Line plots with lenth significance
## alpha PSE ME SME
## 0.05 1.31 3.37 6.85
Df | Sum Sq | Mean Sq | F value | Pr(>F) | |
---|---|---|---|---|---|
A | 1 | 1871 | 1871 | 96 | 0 |
C | 1 | 390 | 390 | 20 | 0 |
D | 1 | 856 | 856 | 44 | 0 |
A:C | 1 | 1314 | 1314 | 67 | 0 |
A:D | 1 | 1106 | 1106 | 57 | 0 |
Residuals | 10 | 195 | 20 | NA | NA |
Important note: the Sum Squares for the residuals are equal to the sum of sum squares of those “removed” terms.
##
## Call:
## lm(formula = y ~ A + C + D + A * C + A * D, data = filtration)
##
## Residuals:
## Min 1Q Median 3Q Max
## -6.375 -1.500 0.063 2.906 5.750
##
## Coefficients:
## Estimate Std. Error t value Pr(>|t|)
## (Intercept) 70.06 1.10 63.44 2.3e-14 ***
## A 10.81 1.10 9.79 1.9e-06 ***
## C 4.94 1.10 4.47 0.0012 **
## D 7.31 1.10 6.62 5.9e-05 ***
## A:C -9.06 1.10 -8.21 9.4e-06 ***
## A:D 8.31 1.10 7.53 2.0e-05 ***
## ---
## Signif. codes: 0 '***' 0.001 '**' 0.01 '*' 0.05 '.' 0.1 ' ' 1
##
## Residual standard error: 4.4 on 10 degrees of freedom
## Multiple R-squared: 0.966, Adjusted R-squared: 0.949
## F-statistic: 56.7 on 5 and 10 DF, p-value: 5.14e-07
The final linear model for relating y to x based on the above “lm” output is written as follows: \[y=70.06 + 10.81 x_A + 4.94 x_C + 7.31 x_D - 9.06 x_Ax_C + 8.31 x_Ax_D + \epsilon \]
When \(x_A=1\), the coefficient for \(x_C\) is 4.94-9.1 = -4.2, implying that filtration rate decreases about 8% when C increases from low level to high level; when \(x_A=-1\), the coefficient for \(x_C\) is 4.94+9.1 = 14.01. We see that high C factor (formaldehyde) on average increases filtration rate, but can decrease filtration rate when temperature (A) high (+1). Look at the interaction plot:
When \(x_A=1\), the coefficient for \(x_D\) is 7.31+8.31 = 16; when \(x_A=-1\), the coefficient for \(x_D\) is 7.31-8.31=-1. High D (stiring rates) increases filtration rate on average, but increases filtration rate when A (temperatre) is high (+1), and decreases slightly filtration rate a little bit.
Prediction of \(y_i\) in each combination of \(A,C,D\):
newdata <- data.frame (
A = rep(c(-1,1), each =4),
C = rep(rep(c(-1,1), each =2),2),
D = rep(c(-1,1),4)
)
predicted.filtration <- predict(h2, newdata=newdata)
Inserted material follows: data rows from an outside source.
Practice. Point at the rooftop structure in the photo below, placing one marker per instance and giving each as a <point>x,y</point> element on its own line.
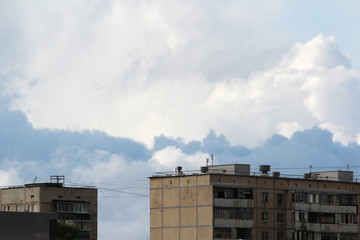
<point>72,205</point>
<point>229,202</point>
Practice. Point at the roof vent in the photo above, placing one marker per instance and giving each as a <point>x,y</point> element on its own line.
<point>276,174</point>
<point>178,170</point>
<point>264,169</point>
<point>307,175</point>
<point>204,169</point>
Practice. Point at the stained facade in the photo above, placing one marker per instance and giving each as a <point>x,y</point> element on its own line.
<point>74,206</point>
<point>227,202</point>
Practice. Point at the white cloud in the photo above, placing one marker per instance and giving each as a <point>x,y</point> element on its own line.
<point>171,156</point>
<point>287,129</point>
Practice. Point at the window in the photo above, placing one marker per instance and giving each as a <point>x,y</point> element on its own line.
<point>301,216</point>
<point>348,200</point>
<point>264,236</point>
<point>328,236</point>
<point>265,216</point>
<point>233,193</point>
<point>299,196</point>
<point>329,199</point>
<point>348,218</point>
<point>280,198</point>
<point>243,233</point>
<point>83,225</point>
<point>280,218</point>
<point>348,236</point>
<point>328,218</point>
<point>311,198</point>
<point>233,213</point>
<point>76,207</point>
<point>265,197</point>
<point>32,207</point>
<point>222,232</point>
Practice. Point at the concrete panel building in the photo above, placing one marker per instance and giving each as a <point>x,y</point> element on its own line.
<point>227,202</point>
<point>72,205</point>
<point>27,226</point>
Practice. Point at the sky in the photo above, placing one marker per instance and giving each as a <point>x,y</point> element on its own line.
<point>109,92</point>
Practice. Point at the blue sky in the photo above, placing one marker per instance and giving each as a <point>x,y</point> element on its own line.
<point>109,92</point>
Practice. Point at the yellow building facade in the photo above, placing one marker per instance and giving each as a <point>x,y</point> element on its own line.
<point>227,202</point>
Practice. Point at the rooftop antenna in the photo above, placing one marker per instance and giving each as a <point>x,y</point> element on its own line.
<point>57,179</point>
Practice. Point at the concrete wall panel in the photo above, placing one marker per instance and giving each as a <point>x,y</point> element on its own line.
<point>155,198</point>
<point>205,216</point>
<point>171,197</point>
<point>188,196</point>
<point>188,216</point>
<point>155,218</point>
<point>171,234</point>
<point>188,233</point>
<point>171,217</point>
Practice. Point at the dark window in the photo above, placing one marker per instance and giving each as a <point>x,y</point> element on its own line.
<point>264,236</point>
<point>347,200</point>
<point>233,193</point>
<point>243,233</point>
<point>222,232</point>
<point>301,216</point>
<point>265,216</point>
<point>328,236</point>
<point>299,197</point>
<point>348,236</point>
<point>265,197</point>
<point>233,213</point>
<point>280,218</point>
<point>280,199</point>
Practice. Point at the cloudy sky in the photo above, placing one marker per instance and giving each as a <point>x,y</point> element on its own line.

data.frame(newdata,predicted.filtration)
A | C | D | predicted.filtration |
---|---|---|---|
-1 | -1 | -1 | 46 |
-1 | -1 | 1 | 44 |
-1 | 1 | -1 | 74 |
-1 | 1 | 1 | 72 |
1 | -1 | -1 | 69 |
1 | -1 | 1 | 101 |
1 | 1 | -1 | 61 |
1 | 1 | 1 | 92 |
The combination high temperature (A+), low formaldehye (C-) and high stiring (D+) can provide good filtration rate.